It seems the New Year’s Eve fireworks aren’t the only thing to look forward to in 2019 – you can also look forward to safer roads. Recent studies show that severe injuries resulting from motor vehicle accidents are in decline. However, the fact remains that the number of deaths resulting from road accidents is still high with heavy goods vehicles being the key players in those accidents. This is especially true on single-lane and rural roads which are road accident hot spots for many vehicles including HGV leading to approximately 60-80 deaths a year. So, 2019 is all about road safety, and here we have outlined five LGV driver training tips that you, as a responsible LGV or HGV driver, can utilise to not only prevent motor vehicle accidents but also make roads safe for all road users in 2019.
One of the primary causes of HGV related accidents is the loss of vehicle control. Many things can cause a driver to lose control of a vehicle, and some of them are not the driver’s fault. One of the significant factors that might cause a person to lose control when driving is the weather. Driving in bad weather can be quite challenging. For instance when it’s snowing, not only does the snow affect the road but it also limits the driver’s vision.

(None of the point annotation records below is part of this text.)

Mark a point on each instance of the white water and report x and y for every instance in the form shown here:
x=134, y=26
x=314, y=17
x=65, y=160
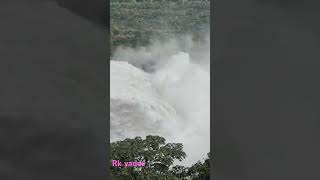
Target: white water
x=172, y=101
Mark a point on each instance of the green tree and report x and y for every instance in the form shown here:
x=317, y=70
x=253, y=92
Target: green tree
x=153, y=150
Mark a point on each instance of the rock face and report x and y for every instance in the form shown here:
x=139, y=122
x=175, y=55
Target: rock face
x=136, y=108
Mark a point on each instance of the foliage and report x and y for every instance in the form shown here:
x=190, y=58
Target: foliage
x=135, y=23
x=158, y=156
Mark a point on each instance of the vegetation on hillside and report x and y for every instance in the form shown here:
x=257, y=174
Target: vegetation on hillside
x=158, y=157
x=134, y=23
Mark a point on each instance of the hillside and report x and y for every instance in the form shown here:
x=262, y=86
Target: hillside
x=134, y=23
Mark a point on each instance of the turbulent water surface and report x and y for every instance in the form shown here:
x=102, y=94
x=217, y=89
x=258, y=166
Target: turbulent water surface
x=172, y=100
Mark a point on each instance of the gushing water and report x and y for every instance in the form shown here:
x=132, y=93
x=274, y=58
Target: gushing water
x=164, y=90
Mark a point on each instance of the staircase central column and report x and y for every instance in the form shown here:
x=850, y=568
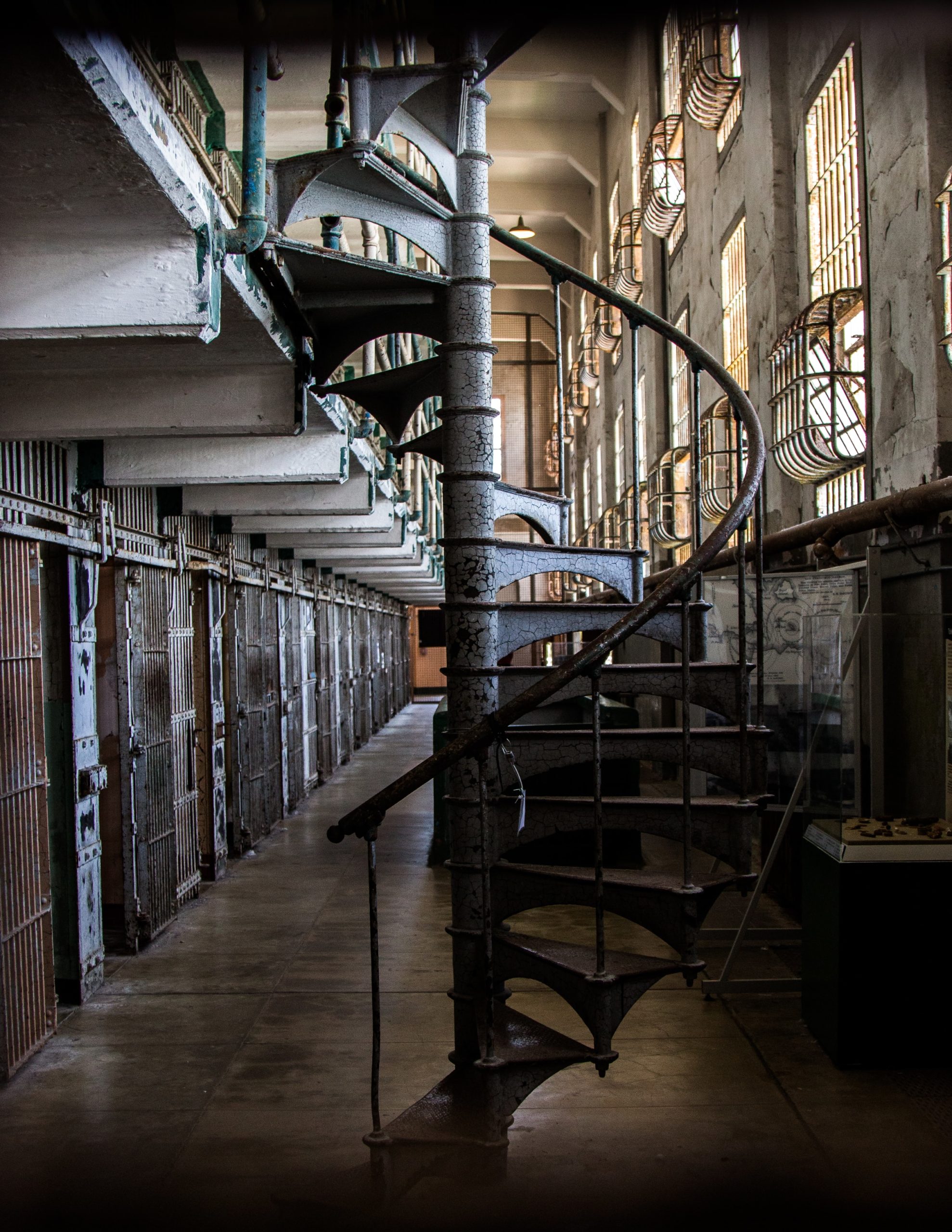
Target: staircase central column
x=470, y=514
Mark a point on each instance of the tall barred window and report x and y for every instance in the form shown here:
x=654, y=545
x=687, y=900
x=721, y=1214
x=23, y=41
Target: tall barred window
x=636, y=164
x=833, y=181
x=671, y=65
x=734, y=305
x=680, y=390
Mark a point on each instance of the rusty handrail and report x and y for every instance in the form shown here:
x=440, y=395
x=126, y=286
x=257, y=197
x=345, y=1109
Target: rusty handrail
x=366, y=817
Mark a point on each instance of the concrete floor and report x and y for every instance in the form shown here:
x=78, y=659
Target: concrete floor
x=222, y=1076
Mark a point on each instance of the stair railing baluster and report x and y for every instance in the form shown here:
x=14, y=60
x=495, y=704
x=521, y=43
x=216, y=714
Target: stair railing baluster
x=377, y=1136
x=686, y=837
x=743, y=674
x=489, y=1051
x=560, y=382
x=598, y=823
x=636, y=444
x=759, y=595
x=696, y=470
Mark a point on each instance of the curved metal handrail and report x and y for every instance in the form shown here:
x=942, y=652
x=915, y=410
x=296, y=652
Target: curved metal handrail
x=364, y=820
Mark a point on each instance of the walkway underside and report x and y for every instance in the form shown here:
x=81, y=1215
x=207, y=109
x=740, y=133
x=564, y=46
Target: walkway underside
x=224, y=1071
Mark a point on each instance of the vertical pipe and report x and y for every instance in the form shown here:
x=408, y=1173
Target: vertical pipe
x=560, y=382
x=252, y=227
x=598, y=823
x=489, y=1052
x=743, y=674
x=696, y=470
x=375, y=986
x=759, y=601
x=686, y=838
x=636, y=439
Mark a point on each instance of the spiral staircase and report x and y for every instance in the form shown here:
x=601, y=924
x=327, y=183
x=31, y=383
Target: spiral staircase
x=343, y=302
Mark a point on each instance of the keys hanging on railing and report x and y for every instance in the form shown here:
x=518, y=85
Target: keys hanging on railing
x=686, y=838
x=598, y=830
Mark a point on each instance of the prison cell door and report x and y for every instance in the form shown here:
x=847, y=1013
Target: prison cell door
x=291, y=701
x=146, y=751
x=181, y=689
x=271, y=711
x=27, y=997
x=309, y=719
x=210, y=722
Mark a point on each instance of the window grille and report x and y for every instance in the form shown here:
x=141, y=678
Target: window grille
x=945, y=270
x=671, y=65
x=669, y=500
x=606, y=324
x=636, y=163
x=833, y=181
x=627, y=276
x=589, y=359
x=620, y=454
x=720, y=459
x=841, y=492
x=680, y=388
x=663, y=177
x=734, y=301
x=578, y=392
x=818, y=385
x=711, y=65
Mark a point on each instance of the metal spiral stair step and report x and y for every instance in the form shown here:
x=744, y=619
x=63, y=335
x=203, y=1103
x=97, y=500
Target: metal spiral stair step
x=520, y=624
x=392, y=396
x=716, y=749
x=721, y=826
x=473, y=1105
x=657, y=900
x=713, y=685
x=347, y=300
x=600, y=1001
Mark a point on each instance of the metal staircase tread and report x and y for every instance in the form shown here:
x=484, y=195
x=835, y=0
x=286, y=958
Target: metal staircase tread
x=635, y=879
x=580, y=959
x=618, y=733
x=728, y=804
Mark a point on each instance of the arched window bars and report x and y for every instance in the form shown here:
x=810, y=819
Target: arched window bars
x=818, y=384
x=589, y=358
x=578, y=392
x=627, y=276
x=669, y=500
x=721, y=466
x=663, y=177
x=711, y=64
x=607, y=324
x=945, y=270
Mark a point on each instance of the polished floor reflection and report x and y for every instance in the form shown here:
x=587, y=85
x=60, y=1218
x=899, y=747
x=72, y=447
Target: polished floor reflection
x=224, y=1072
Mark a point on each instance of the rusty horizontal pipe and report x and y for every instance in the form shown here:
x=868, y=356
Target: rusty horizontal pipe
x=907, y=508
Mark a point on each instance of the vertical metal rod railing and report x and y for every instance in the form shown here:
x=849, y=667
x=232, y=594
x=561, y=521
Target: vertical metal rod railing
x=743, y=674
x=686, y=838
x=375, y=981
x=598, y=830
x=489, y=1051
x=636, y=443
x=759, y=595
x=560, y=384
x=696, y=470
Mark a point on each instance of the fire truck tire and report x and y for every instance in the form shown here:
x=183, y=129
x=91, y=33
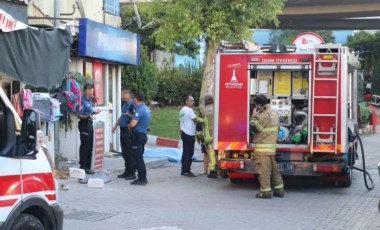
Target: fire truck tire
x=224, y=174
x=236, y=180
x=27, y=221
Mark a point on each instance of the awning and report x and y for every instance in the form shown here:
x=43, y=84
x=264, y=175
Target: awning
x=38, y=57
x=18, y=10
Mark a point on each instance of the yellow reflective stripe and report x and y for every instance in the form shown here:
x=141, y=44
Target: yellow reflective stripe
x=257, y=125
x=265, y=190
x=265, y=150
x=280, y=186
x=265, y=145
x=270, y=129
x=268, y=148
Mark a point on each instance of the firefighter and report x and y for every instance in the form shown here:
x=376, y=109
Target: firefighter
x=207, y=113
x=127, y=110
x=266, y=124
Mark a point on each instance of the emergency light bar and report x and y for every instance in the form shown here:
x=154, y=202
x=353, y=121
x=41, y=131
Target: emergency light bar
x=278, y=48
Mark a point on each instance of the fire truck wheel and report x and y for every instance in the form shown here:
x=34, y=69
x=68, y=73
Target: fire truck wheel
x=224, y=174
x=236, y=180
x=26, y=221
x=347, y=181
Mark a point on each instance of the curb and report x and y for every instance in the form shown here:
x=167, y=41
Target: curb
x=149, y=164
x=161, y=141
x=167, y=142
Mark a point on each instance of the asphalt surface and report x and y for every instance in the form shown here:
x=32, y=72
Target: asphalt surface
x=174, y=202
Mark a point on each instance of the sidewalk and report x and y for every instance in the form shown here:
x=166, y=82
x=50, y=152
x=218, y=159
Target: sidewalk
x=115, y=164
x=167, y=142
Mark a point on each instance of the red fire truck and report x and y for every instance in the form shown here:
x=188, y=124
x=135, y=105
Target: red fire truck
x=315, y=96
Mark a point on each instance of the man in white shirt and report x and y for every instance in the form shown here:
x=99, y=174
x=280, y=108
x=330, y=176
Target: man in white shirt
x=187, y=120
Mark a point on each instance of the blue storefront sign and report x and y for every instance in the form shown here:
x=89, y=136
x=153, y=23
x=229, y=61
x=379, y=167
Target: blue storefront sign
x=105, y=42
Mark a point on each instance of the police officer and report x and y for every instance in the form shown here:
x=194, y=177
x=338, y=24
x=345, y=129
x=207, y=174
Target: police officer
x=127, y=110
x=266, y=123
x=85, y=129
x=139, y=124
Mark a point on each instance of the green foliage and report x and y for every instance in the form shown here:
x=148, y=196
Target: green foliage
x=286, y=36
x=166, y=86
x=147, y=39
x=187, y=20
x=175, y=83
x=142, y=78
x=365, y=114
x=368, y=47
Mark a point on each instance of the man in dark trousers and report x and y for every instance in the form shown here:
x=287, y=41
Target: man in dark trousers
x=127, y=112
x=187, y=120
x=85, y=129
x=139, y=124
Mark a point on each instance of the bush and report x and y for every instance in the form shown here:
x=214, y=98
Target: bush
x=365, y=114
x=175, y=83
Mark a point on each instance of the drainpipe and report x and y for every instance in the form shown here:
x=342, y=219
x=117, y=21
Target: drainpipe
x=56, y=13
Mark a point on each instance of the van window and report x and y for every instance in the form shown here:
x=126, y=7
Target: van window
x=3, y=125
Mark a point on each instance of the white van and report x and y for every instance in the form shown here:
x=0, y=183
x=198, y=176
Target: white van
x=28, y=189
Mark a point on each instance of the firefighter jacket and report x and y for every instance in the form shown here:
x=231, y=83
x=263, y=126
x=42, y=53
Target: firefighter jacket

Therefore, the driver is forced to struggle to see what’s ahead as well as deal with a slippery road. As a result, you will have a tough time dealing with distractions and hence poor reaction to other drivers on the road. The key to dealing with bad weather lies in regular vehicle servicing and maintenance. Properly functioning and well-maintained wipers, brakes, and other small things might make a world of difference on the road.
Always Be Alert
Heavy goods vehicles are large vehicles meant for bulky goods. Therefore, more often than not, an HGV driver is dealing with more prominent blind spots as compared to a regular vehicle driver. To get ahead of such situations, it is imperative for the driver to stay alert, make use of all mirrors and be aware of all surroundings. When a driver is always alert, they will notice when something is wrong on the road and also be able to react accordingly when dealing with bad weather or irresponsible road users. To help you understand your surrounding on the road, always keep your mirrors clean for better visibility. After all, when driving, mirrors are your extra pair of eyes.
Stay Calm and Calculated
If you have driven on UK roads, you know that UK roads can be quite busy, and the drivers not-so-polite. UK drivers can sometimes be aggressive and a pain to deal with, and it can be easy to lose your head and respond with a belligerent attitude. Rather than extinguish a fire with fire, opt to remain calm and calculated. Consider the big picture (your safety) and don’t respond with aggression or passive-aggression. When on the road, chances are you’ll come across one or two idiots on the road; handle them as calmly as possible.
Be a Responsible Driver
When you are driving an HGV, chances are you’ll have spent hours at the wheel. It can be exhausting as well as boring, and you might be tempted to take out your smartphone and check out Twitter, Facebook, and other things. We’ve seen time and time again countless lives being lost on the road due to a few seconds of carelessness, negligence, and ignorance. So be smart, resist the temptation! Remember, no one understands you as much as you do. So, if you feel tired, don’t push yourself to drive. Pull over, take a nap, take a walk, drink a cup of coffee or breathe in some fresh air to stay alert.
Respect Road Signs, Speed Limits and Other Drivers
Speed kills – and you probably won’t see it coming. According to a report, four people were reported to be exceeding the speeding limit every minute last year. Road signs and speed limits are not for decorations – they are meant to regulate speed and ensure drivers have ample stopping and reaction time to help prevent accidents. Also, be respectful of other driver and road users. Don’t indulge in unnecessary competition. Want to stay safe on the road with your HGV? Stick to the speed limits and respect other road users.